These consolidated financial statements include data of the Parent, its subsidiaries, associates and joint arrangements (joint ventures and joint operations).
The financial statements of the equity-accounted consolidated entities have been prepared for the same reporting period, except for the financial statements of the Polimex-Mostostal Group, which in the consolidated financial statements of the Group is accounted for with the equity method; for more information, see Note 2.4.1.
These consolidated financial statements have been prepared based on uniform accounting policies adopted by the entities which are consolidated or accounted for with the equity method. Where necessary, adjustments are made to separate financial statements to ensure consistency between the accounting policies applied by a given entity and those applied by the Group.
Associates are accounted for in accordance with the policies presented in Note 2.4.
Joint arrangements are accounted for in accordance with the policies presented in Note 2.4. oraz 8.5.

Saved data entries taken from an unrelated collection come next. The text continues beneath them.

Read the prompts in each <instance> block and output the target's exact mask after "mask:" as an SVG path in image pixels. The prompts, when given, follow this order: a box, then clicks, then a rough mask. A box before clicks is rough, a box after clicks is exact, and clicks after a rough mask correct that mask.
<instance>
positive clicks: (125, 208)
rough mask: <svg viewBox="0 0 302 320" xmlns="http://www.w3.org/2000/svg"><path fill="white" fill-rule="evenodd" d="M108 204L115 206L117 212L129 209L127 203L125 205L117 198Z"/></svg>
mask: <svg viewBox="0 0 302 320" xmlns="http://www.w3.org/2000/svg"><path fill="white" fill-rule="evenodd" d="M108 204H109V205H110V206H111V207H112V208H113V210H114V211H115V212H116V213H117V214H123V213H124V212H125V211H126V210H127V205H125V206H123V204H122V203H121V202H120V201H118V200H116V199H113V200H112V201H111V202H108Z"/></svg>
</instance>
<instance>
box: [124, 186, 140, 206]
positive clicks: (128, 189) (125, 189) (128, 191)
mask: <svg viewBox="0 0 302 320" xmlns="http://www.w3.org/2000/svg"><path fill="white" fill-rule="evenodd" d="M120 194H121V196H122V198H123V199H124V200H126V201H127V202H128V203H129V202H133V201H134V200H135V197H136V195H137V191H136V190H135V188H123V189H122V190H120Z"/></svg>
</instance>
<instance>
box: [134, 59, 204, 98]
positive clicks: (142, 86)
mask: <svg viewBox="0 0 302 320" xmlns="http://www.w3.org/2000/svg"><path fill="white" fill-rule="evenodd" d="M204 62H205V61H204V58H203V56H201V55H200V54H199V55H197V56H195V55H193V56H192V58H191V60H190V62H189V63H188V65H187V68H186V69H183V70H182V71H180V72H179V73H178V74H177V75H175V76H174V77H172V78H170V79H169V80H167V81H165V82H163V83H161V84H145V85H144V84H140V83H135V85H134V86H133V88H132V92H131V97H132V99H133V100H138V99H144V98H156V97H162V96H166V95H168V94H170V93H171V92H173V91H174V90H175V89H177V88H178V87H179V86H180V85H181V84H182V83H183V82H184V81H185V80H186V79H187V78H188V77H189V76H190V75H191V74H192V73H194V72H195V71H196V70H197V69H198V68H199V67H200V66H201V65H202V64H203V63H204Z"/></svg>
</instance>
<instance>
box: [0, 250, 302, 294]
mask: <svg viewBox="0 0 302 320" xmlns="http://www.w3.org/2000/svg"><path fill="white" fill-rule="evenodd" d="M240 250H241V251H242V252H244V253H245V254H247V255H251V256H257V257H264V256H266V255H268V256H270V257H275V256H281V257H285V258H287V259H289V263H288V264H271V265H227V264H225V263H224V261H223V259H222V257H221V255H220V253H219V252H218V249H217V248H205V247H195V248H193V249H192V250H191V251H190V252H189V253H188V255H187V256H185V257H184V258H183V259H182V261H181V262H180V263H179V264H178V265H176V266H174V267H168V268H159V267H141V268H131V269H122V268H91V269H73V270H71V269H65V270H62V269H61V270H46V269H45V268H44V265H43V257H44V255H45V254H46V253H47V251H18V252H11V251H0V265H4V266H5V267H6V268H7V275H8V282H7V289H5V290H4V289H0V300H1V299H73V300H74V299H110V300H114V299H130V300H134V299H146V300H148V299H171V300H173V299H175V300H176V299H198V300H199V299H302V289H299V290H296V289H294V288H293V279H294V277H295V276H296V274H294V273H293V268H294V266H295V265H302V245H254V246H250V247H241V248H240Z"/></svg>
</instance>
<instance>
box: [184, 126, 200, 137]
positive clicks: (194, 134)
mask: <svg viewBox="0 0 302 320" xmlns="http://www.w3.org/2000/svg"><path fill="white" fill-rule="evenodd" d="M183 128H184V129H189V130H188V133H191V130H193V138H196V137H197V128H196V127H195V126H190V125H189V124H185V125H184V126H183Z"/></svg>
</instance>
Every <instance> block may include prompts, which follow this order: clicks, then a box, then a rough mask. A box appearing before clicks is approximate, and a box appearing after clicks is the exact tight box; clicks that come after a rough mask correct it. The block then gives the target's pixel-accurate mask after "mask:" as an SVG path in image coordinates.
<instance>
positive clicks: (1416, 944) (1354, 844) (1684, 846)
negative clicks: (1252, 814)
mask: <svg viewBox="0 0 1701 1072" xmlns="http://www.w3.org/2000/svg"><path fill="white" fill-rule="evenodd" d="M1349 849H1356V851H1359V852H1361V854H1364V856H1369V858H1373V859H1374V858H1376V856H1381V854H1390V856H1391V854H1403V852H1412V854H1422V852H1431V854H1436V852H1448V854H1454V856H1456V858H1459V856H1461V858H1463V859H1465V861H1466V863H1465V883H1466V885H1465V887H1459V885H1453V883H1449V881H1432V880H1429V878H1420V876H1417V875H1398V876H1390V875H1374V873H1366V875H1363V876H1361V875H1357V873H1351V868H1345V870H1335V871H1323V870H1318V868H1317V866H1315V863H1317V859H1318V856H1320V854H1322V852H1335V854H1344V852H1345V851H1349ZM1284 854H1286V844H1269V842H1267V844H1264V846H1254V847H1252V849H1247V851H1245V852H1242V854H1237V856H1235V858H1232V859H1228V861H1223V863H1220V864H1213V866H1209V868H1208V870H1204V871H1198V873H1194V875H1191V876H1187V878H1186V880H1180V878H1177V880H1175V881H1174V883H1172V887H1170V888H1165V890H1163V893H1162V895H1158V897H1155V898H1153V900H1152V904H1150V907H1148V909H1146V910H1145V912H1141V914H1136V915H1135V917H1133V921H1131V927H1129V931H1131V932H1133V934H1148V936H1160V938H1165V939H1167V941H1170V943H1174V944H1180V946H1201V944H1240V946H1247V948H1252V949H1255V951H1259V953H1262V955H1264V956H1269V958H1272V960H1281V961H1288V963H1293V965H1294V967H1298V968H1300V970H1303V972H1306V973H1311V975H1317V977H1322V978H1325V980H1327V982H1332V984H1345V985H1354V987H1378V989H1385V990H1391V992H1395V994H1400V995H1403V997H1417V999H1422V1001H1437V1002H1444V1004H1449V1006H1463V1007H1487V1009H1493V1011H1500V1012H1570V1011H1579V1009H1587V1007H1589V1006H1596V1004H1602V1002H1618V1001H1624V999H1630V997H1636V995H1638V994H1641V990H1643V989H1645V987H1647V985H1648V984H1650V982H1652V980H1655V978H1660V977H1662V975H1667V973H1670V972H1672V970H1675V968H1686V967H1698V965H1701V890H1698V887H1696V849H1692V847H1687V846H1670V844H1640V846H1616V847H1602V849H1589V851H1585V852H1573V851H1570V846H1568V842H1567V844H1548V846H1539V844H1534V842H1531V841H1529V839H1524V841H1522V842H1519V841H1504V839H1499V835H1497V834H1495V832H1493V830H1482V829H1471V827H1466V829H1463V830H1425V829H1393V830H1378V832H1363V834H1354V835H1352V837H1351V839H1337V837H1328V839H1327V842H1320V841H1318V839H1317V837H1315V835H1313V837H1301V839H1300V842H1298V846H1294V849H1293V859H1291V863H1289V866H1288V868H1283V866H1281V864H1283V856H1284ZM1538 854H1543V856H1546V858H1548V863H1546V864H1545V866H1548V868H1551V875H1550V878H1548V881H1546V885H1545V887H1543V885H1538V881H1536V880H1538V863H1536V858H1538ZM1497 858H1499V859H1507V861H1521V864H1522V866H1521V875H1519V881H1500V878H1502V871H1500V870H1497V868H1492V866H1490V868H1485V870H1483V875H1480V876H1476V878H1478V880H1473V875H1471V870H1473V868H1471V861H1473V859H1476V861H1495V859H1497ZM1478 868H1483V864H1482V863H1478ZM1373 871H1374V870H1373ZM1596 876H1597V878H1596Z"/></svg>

Subsidiaries are consolidated with the full method from the acquisition date (the date of assuming control of the company) until the date the control is lost. Control is exercised when the parent is exposed to, or has rights to, variable returns from its involvement with the entity and has the ability to affect those returns through its power over that entity.

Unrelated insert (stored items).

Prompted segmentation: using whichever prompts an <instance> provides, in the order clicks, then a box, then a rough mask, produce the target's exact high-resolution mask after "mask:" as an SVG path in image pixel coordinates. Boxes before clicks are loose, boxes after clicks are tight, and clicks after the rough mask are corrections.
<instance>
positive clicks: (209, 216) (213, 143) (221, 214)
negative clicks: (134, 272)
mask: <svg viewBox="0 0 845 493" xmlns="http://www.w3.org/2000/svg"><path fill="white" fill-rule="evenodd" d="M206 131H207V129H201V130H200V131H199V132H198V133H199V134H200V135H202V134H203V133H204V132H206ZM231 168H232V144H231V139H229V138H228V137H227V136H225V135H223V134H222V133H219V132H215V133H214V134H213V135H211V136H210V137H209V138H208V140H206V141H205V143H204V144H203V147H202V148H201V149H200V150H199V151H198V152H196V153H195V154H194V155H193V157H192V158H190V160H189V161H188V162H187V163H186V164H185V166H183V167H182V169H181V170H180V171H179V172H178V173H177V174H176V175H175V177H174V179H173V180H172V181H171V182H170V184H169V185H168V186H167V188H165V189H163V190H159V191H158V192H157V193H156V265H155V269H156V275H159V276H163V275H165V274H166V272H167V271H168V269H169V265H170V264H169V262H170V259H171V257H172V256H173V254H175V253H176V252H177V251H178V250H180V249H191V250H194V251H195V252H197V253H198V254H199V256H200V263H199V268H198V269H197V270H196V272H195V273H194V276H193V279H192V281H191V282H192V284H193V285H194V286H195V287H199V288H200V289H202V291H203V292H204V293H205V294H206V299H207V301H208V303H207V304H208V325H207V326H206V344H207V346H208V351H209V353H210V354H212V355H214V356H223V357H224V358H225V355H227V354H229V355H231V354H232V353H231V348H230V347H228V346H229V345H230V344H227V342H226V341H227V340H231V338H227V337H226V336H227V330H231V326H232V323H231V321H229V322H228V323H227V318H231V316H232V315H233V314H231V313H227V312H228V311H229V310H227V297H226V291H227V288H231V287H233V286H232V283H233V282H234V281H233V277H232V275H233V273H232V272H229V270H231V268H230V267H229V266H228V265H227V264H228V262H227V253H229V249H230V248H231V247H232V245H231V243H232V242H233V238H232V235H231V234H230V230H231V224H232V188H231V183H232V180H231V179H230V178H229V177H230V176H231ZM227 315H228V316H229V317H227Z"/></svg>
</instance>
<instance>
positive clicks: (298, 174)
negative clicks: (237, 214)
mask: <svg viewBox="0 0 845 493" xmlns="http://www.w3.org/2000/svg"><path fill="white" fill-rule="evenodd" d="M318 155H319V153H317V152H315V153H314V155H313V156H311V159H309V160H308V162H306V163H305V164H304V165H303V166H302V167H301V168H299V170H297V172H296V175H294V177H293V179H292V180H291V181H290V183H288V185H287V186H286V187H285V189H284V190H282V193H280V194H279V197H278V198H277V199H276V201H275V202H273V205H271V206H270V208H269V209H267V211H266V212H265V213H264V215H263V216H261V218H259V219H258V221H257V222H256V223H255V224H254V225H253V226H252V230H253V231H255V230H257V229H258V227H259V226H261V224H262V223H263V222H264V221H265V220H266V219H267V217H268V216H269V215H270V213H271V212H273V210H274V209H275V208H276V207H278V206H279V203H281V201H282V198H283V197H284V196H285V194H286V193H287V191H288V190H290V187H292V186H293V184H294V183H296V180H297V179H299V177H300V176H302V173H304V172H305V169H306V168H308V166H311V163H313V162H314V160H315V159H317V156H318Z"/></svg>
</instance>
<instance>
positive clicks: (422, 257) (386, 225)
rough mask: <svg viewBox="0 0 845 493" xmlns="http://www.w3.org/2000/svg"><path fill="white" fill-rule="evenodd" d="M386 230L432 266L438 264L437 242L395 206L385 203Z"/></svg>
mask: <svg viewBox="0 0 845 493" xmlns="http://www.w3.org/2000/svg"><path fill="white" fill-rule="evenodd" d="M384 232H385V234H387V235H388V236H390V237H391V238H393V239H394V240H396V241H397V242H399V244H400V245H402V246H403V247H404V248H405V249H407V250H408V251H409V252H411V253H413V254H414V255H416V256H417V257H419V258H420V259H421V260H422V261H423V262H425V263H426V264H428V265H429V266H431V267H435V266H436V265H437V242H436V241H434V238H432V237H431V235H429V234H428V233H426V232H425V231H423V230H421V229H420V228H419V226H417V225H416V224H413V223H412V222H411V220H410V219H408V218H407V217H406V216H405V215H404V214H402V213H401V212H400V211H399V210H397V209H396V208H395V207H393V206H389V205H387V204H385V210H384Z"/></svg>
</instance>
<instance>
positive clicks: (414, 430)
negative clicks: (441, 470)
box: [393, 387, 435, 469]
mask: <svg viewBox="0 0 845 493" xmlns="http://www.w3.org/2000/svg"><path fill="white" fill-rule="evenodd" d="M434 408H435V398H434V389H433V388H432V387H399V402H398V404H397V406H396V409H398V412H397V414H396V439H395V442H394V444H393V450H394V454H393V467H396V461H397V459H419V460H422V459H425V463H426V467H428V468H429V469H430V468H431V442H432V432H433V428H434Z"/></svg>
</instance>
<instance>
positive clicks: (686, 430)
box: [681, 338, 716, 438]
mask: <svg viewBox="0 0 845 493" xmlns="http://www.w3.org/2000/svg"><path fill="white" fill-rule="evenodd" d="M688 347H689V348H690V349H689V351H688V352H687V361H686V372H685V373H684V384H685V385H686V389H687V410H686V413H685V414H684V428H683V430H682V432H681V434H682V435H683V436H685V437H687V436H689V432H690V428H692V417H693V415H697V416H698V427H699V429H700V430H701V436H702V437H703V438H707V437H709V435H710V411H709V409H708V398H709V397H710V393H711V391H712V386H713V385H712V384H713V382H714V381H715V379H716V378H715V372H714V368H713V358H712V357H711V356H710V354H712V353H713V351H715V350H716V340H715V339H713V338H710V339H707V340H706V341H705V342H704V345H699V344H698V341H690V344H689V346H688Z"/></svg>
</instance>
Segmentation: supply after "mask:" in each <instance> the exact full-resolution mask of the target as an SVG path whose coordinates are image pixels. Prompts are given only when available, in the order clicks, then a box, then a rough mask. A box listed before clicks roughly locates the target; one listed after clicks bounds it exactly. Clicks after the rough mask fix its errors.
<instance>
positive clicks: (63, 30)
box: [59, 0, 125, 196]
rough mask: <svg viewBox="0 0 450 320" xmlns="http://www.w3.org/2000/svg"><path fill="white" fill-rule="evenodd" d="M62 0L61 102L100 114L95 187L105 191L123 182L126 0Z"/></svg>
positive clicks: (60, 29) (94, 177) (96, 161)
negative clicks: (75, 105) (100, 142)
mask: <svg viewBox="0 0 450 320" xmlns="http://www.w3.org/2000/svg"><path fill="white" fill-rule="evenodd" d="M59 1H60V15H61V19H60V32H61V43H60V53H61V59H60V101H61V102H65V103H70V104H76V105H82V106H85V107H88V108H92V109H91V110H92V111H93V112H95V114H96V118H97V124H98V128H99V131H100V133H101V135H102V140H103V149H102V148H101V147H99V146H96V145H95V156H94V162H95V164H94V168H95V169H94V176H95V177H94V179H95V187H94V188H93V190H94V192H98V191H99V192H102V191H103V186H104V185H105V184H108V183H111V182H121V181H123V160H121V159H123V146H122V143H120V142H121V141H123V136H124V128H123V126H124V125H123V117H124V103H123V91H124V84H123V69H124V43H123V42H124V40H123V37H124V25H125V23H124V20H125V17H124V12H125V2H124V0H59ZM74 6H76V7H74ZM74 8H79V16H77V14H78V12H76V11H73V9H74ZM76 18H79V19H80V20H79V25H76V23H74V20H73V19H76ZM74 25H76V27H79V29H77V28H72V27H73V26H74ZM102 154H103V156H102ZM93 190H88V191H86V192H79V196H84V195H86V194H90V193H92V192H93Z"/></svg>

Acquisition of control of an entity representing a business is accounted for with the acquisition method. Identifiable acquired assets and assumed liabilities of an acquiree which is a business within the meaning of IFRS 3 are recognised as at the acquisition date and are measured at fair value. The excess of the acquisition cost (the consideration transferred (at fair value), any non-controlling interest in the acquiree measured in accordance with IFRS 3, and − in a business combination achieved in stages − the acquisition-date fair value of the acquirer’s previously held equity interest in the acquiree) over the net of the acquisition-date fair value of the identifiable assets acquired and the liabilities assumed, is recognised as goodwill. If the acquisition cost is lower than the net of the acquisition-date fair value of the identifiable assets acquired and the liabilities assumed, the difference is recognised as gain in profit or loss as at the acquisition date (gain on bargain purchase). The transaction costs are recognised in profit or loss when incurred. Non-controlling interests are initially measured at the non-controlling interest’s proportionate share of net assets of the acquiree or at fair value.
If the Parent loses control of a subsidiary in a reporting period, the consolidated financial statements account for the subsidiary’s results for such part of the reporting year in which control was held by the Parent.